Other pituitary axes dysfunctions are also possible. Thyroid dysfunction during acute COVID-19 appears to be rare and mild [69], [70]. Although data are scarce (including a rare case with central hypothyroidism) the dysfunction appears to be transient [69], [70]. Long-term data are needed for clarification. The transient nature would also be suggested by extrapolating knowledge from the previous SARS pandemic; 4.9% of patients developed central hypothyroidism at 3–6 months post-SARS and the majority of patients were euthyroid by 9 months after infection [54].

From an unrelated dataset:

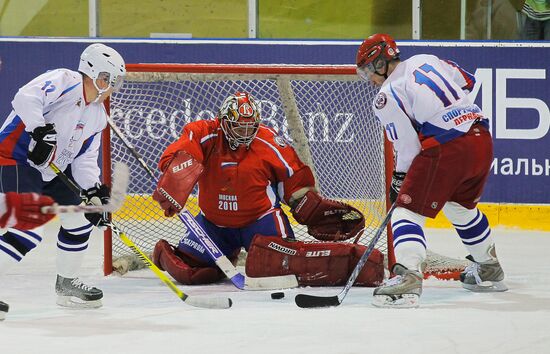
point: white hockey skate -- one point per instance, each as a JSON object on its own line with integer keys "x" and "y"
{"x": 401, "y": 291}
{"x": 71, "y": 292}
{"x": 485, "y": 276}
{"x": 4, "y": 308}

Growth hormone deficiency (GHD) was also suggested, but rarely evaluated formally; patients with COVID lung involvement had significantly lower serum insulin-like growth factor 1 (IGF-1) and GH levels versus those without [71], [72]. In one study, 3–7 months after the diagnosis of COVID-19 infection, peak cortisol responses to low-dose ACTH test were insufficient in 16.2% patients while 46.5% and 9.3% of patients had inadequate GH and cortisol responses to glucagon stimulation test, respectively [73]. The fact that the GH axis is also affected points more towards a late effect of the infection itself on the pituitary function than towards an effect of the medications received during the acute phase.

Central hypogonadism as a potential consequence of COVID-19 has not been consistently reported. One patient with secondary amenorrhea persisting 6 months after a SARS-CoV-2 infection had hypogonadotrophic hypogonadism, delayed pituitary response to thyrotropin-releasing hormone (TRH) and a gonadotropin increase to the gonadotropin-releasing hormone (GnRH) analog, suggesting a hypothalamic deficiency [74]. In this particular case, no psychological stress could be elicited to explain a functional hypothalamic amenorrhea, no organic cause was found either.

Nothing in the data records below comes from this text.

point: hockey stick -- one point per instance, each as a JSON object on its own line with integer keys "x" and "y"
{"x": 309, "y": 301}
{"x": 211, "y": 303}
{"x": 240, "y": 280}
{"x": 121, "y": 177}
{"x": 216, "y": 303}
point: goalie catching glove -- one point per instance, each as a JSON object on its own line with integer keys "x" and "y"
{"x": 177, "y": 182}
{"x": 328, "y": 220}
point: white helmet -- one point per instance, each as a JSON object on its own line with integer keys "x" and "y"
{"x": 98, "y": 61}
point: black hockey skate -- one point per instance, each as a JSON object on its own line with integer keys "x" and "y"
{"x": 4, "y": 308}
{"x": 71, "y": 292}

Subclinical central hypogonadism (decreased testosterone, luteinizing hormone; LH and prolactin) was also described in otherwise healthy males in the first months after recovery from COVID-19 with a tendency of testosterone to recover during 3 months of follow-up [72]. Fortunately, serum testosterone levels keep increasing for the first year after infection, but close to 30% of previous COVID-19 patients still have hypogonadal levels at 12 months [75]. The mechanism is yet unclear. In another relatively small study, male hypogonadism (especially secondary) was diagnosed in a significant majority of cases with moderate-to-severe disease during the acute phase of the infection [76].

Despite theoretical considerations about possible mechanisms and benefits of increased prolactin levels in COVID-19 [77] a recent systematic review of the literature found no clear data for a change in prolactin levels in COVID-19 patients [78]. However, there is a significant decrease in testosterone/LH, follicle stimulating hormone (FSH)/LH ratio, and sex hormone binding globulin (SHBG) levels and high levels of LH, and estradiol/testosterone ratio underlining that a complex mechanism is at work, not exclusively at the pituitary level [78].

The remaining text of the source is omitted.